The Lesson of Thestwick
What does all of this add to Thestwick? It suggests a nuanced lifestyle for each of the NPCs. The villagers have a unique way of life that is challenging but charming. Catching river eels with water birds and harvesting berries from prickly grasses in winter is a hell of a lot more frustrating than just growing rows upon rows of potatoes, but that makes the duke’s scheme to drain the fen for farmland all the more compelling. Is the duke guilty of ecological tampering and the destruction of a unique culture? Yeah, probably. But also, farming would be easier than all of this. Again, the food itself isn’t important or necessarily compelling, but now that we’ve established this highly specific form of subsistence, players are forced to reckon with what the duke’s schemes would mean for these fenfolk or the land they inhabit.
List and Tables and So Forth
One impulse many GMs have is to design their worlds with endless lists of details. Maybe you figure out how a city sustains itself by writing d20 tables filled with crops, signatures dishes, and imported ingredients. This is absolutely an acceptable way forward, but I think it misses the forest for the trees. “Worldbuilding” doesn’t just mean heaps of lore and entries in a ledger. Good worldbuilding is about making your audience compelled and immersed.

The point of a list or table might be to rattle off food options when the players enter a tavern, but what does that really add? On the flipside, considering how a city grows, catches, imports, or concocts its food is likely to have knock-off effects that inspire the rest of your worldbuilding.
The key is that nothing should ever exist in a vacuum. If your port town feeds itself with fish, consider what they do with the fish bones. Consider who it is that actually does the fishing. Are they independent and just feeding themselves? Or do a handful of companies fish the whole bay and sell the fish at a premium? Consider the bay at different times of year. Is it harder to fish in the winter? If most food comes from the sea, do the townsfolk worship a watery god? Are there dangerous creatures in the water? What sort of infrastructure helps in the fishing process? Docks? Markets? Shipwrights? Canneries? What sorts of magic or technology do the fishermen and auxiliary workers employ?

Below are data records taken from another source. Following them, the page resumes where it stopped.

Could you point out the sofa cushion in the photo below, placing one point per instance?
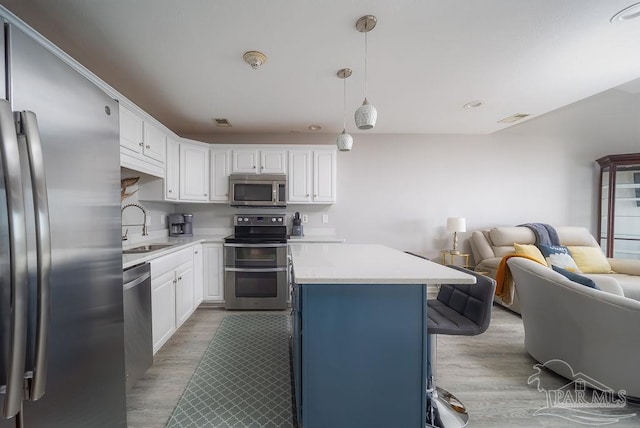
(558, 255)
(530, 250)
(590, 259)
(575, 277)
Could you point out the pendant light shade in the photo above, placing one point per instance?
(366, 116)
(344, 140)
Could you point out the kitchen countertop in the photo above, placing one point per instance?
(334, 263)
(129, 260)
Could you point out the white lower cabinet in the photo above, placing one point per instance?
(163, 302)
(198, 275)
(213, 273)
(184, 292)
(172, 294)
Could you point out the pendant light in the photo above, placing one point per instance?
(344, 141)
(367, 114)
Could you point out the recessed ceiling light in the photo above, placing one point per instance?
(473, 104)
(514, 118)
(222, 123)
(626, 14)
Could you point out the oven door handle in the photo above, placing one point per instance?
(281, 269)
(256, 245)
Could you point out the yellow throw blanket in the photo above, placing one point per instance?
(504, 281)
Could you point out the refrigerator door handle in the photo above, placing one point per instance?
(18, 262)
(29, 127)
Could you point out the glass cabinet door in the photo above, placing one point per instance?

You can and should make a list of unique fish and fish dishes that are important to this town, but the list is not the point. The point is what all of this says about the city, and what else it might imply about the wider setting. Food should always come first, but it should never be the purpose of your worldbuilding. The purpose is enriching the setting. Considering what people eat is your first step toward deeper worldbuilding.

So... What Do They Eat?
Food is crucial to tabletop worldbuilding, not because your players are likely to get super invested in individual dishes, but because you will inevitably make your world feel realer, more coherent, and more interesting by considering what everyone eats.
The food is not the point. The point is creating compelling settings, and starting with food acquisition often leads to intrigue opportunities that will bolster your setting's worldbuilding.
1 The meaning behind the term “Shandification” is a bit wonky. He compared the structure of New Vegas to that of The Life and Opinions of Tristram Shandy, Gentleman, a novel by Laurence Sterne considered to be a noteworthy precursor to postmodern literature. MrBtongue’s basic point was that the meandering nature of an open world RPG means that seemingly incidental details carry more weight than they would in a linear story, and that devs ought to focus on those details to enhance the verisimilitude. He compares this with a "cinematic approach" that tends to be more linear.
2 Keep note of this phrase. “Intrigue opportunities” is a key goal of my worldbuilding, and I will reference it plenty throughout my Lore & Mortar articles.